AK Parti milletin kurduğu, milletimizin iktidara getirdiği, verdiği her mücadelede yanında yer aldığı bir partidir. Bizler milletimizin asli sahibi olduğu bu patinin sadece emanetçileriyiz. Her birimiz görevimizi ne kadar hakkıyla yerine getirebilirsek, bu emanete o derece layık olduğumuzu gösterebiliriz. Ülkemizin içinden geçtiği kritik dönem, şahsım dahil hepimizin sorumluluğunu daha da artırmaktadır. Bunun için AK Parti ailesi olarak genel merkezimizle, milletvekillerimizle, kadın ve gençlik kollarımızla, il ve ilçe teşkilatlarımızla, belediye başkanlarımız ve Meclis üyelerimizle, mahalle temsilcilerimiz ve sandık görevlilerimizle hep beraber bir olarak, iri olarak, diri olarak, kardeş olarak işimize dört elle sarılmalıyız. Seçim gününe kadar her haneyi defalarca ziyaret etmeli, her insanımıza defalarca ulaşmalıyız.

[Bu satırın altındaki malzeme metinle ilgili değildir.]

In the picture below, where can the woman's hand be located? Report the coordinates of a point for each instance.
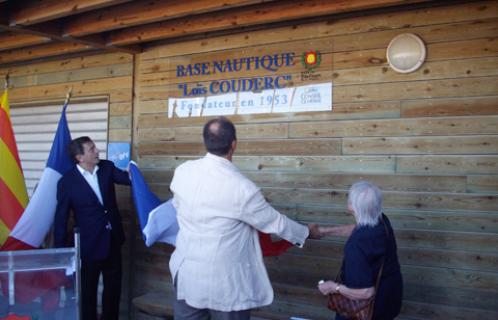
(327, 287)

Teşkilatlarımızdan üyelerimize, üyelerimizden vatandaşlarımıza uzanan bu muhabbet iklimini sürekli canlı tutmalıyız. Seçime kadar sahada çalışılır ama seçim günü iş, unutmayın sandıkta biter. Bunun için sandıklara iyi sahip çıkacağız. Bu işin bugüne kadar en başarılı partisi AK Parti'dir, bundan sonra da bu başarıyı devam ettirmeliyiz. Milletten umudunu kesenlerin sandık üzerinden oynamaya kalkacakları oyunlara karşı dikkatli olacağız. Sandık kurulu üyelerimizle, mahalle temsilcilerimizle gerekiyorsa teker teker bir araya gelerek en küçük bir eksikliğe, aksaklığa meydan vermeyeceğiz.
Diğer yandan Türkiye'nin ve milletimizin düşmanları da boş durmuyor. Onlar da kendi mecralarında 2023'e hazırlanıyor. Son dönemde partimize yönelik kumpasların, ülkemize yönelik saldırıların, sınırlarımıza yönelik tacizlerin artmasının gerisindeki hesaplardan biri de 2023'ü biçimlendirme planlarıdır. Ama bizim onlardan bir farkımız var. Biz, 'Niyet hayır, akıbet hayır' diyerek önce Rabb'imizin yardımına güveniyoruz. Biz, bugüne kadar bizi hiç yalnız bırakmayan milletimizin desteğine güveniyoruz. Biz, mazlumların duasına güveniyoruz. Böyle bir inancın, böyle bir iradenin karşısında durabilecek hiçbir fani güç tanımıyoruz. İnşallah hep birlikte 2023 imtihanından da alnımızın akıyla çıkacağız.